Drawing is a common medium for incarcerated artists because of the relative ease of access to materials. The Drawing Center show—which covers a range of eras, from Revolutionary France to modern-day Turkey, and encompasses works created during the Holocaust, under South American dictatorships, and by inmates at Guantánamo—reflects pain but not hopelessness. These artists drew on old maps, calendars, scraps of clothes, and various found papers, using laundry pencils, ballpoint-pen refills, food, and bodily fluids. Prison artists, the catalogue notes, often draw what they see, and “in prison the view is radically limited.” This means that there are more portraits of people in the show than there are landscapes. But the limitations that incarceration places on what a person can physically see engenders works of powerful imaginative vision.
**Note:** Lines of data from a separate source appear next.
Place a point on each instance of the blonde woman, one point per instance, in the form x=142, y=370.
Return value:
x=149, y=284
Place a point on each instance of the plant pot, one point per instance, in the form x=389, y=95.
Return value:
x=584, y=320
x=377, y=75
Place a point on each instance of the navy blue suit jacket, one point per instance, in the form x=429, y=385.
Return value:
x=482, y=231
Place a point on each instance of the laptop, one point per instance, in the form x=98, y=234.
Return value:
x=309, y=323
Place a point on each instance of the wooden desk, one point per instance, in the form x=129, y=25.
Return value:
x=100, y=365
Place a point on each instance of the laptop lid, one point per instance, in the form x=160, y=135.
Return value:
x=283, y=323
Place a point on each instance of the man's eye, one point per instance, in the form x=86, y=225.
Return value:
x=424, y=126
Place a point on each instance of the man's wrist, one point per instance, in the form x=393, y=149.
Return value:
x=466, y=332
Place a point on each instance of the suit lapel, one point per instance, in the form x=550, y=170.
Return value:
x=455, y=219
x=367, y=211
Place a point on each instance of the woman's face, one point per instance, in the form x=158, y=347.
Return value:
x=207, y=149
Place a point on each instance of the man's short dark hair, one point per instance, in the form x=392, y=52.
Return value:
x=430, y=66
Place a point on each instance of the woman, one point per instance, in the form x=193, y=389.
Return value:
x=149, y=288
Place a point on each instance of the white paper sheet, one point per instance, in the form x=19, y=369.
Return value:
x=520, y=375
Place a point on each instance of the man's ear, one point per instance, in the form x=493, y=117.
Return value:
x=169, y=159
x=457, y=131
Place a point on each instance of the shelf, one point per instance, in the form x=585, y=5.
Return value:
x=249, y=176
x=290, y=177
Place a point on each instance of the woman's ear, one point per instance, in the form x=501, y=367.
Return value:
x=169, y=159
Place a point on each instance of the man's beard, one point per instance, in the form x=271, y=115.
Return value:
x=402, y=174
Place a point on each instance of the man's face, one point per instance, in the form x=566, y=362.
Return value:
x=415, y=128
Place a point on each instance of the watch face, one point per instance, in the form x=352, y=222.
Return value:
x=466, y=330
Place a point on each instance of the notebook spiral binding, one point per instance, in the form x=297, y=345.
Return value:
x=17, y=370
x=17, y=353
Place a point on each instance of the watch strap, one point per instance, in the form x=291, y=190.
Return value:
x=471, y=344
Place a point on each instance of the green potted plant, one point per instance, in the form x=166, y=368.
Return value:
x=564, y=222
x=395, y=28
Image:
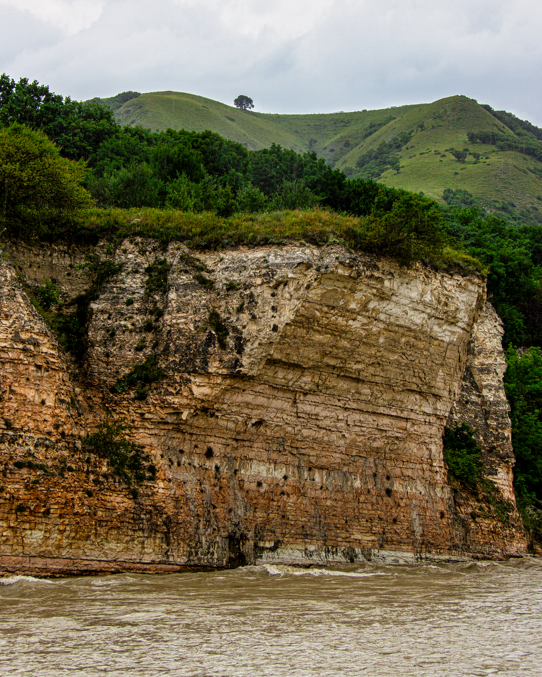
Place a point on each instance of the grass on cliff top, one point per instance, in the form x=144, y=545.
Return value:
x=318, y=227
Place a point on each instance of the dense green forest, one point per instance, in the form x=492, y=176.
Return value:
x=69, y=170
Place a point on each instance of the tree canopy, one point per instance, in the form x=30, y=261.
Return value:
x=39, y=189
x=243, y=102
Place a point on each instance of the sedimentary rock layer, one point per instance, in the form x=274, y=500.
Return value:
x=300, y=419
A particularly striking example is a series postcards from a Soviet gulag, which the meteorologist and natural scientist Alexey Wangenheim sent to his daughter in the nineteen-thirties. His drawings of the plants and animals around him, and the aurora borealis above, trace out a larger world that he and his daughter both occupy, in which they are not separated by time and space. Works by the artist Ruth Asawa, created when she was a teen-ager, in a Japanese-internment camp, share the documentary feel of Meer’s drawings, showing what life was like for those interred by the U.S. Asawa, who was held captive along with her mother and five siblings, first in California and later in Arkansas, learned her craft from detainees who had worked as artists for Disney. Her works featured in the show include a drawing of a sumo-wrestling match taking place underneath a makeshift canopy; red-and-white pillars resemble candy canes, and onlookers blend into one another in a cartoonish style of vivid colors and bold outlines. Asawa’s playful depiction of communal gathering and entertainment seems to deride the isolation of detention.
“My Cell,” Fatima Meer, 1976.
Meer’s drawings foreshadow the investigations and studies she would later commission on the marginalized in society, as the director of the Institute for Black Research. Some of them, such as “Power of the Powerless: A study of South Africa’s disenfranchised,” “Black-Woman-Worker” (which included chapters on “Our Education,” “Our Children,” and “Our Factory”), and “Factory and Family: The Divided Lives of South Africa’s Women Workers,” give a sense of the daily lives of black working women, at their jobs and at home, in English and in Zulu, and highlight efforts to build community and mutual support in the face of repression and segregation. In her political life, as well, Meer continued to insist on a multiplicity of perspectives. “She had to fight her comrades on the issues past 1994,” Shamim Meer told me. “We got independence, but we still haven’t got freedom.”
As a political prisoner, Meer was officially in a different category from most of the people with whom she was incarcerated, yet she often uses “we” in her captions. As a Muslim Indian woman living in apartheid-era South Africa, she saw labels and separations as bridges to connect rather than as walls to separate. Meer was the first woman whom the apartheid government “banned,” and she was banned multiple times, meaning that, for twelve years of her life, she was limited in where she could go and what she could publish, and forbidden from joining any gatherings. Still, she would swap her sari for a disguise, dressing as a poor white woman, in a big hat and pants, to bypass authorities and organize classes for poor, marginalized students. Meer also defies the state of being “banned” in her drawing “The Card-Players,” in which a number of detained women, along with a female warden in an orange jailer’s outfit and a green beret, sit in a circle, playing cards. The caption on another of her drawings, of the Wardress Cecelia playing a game of Spill & Spell with Edith Mbandla, a prisoner awaiting trial, takes delight in a simple fact: “Both are breaking rules.”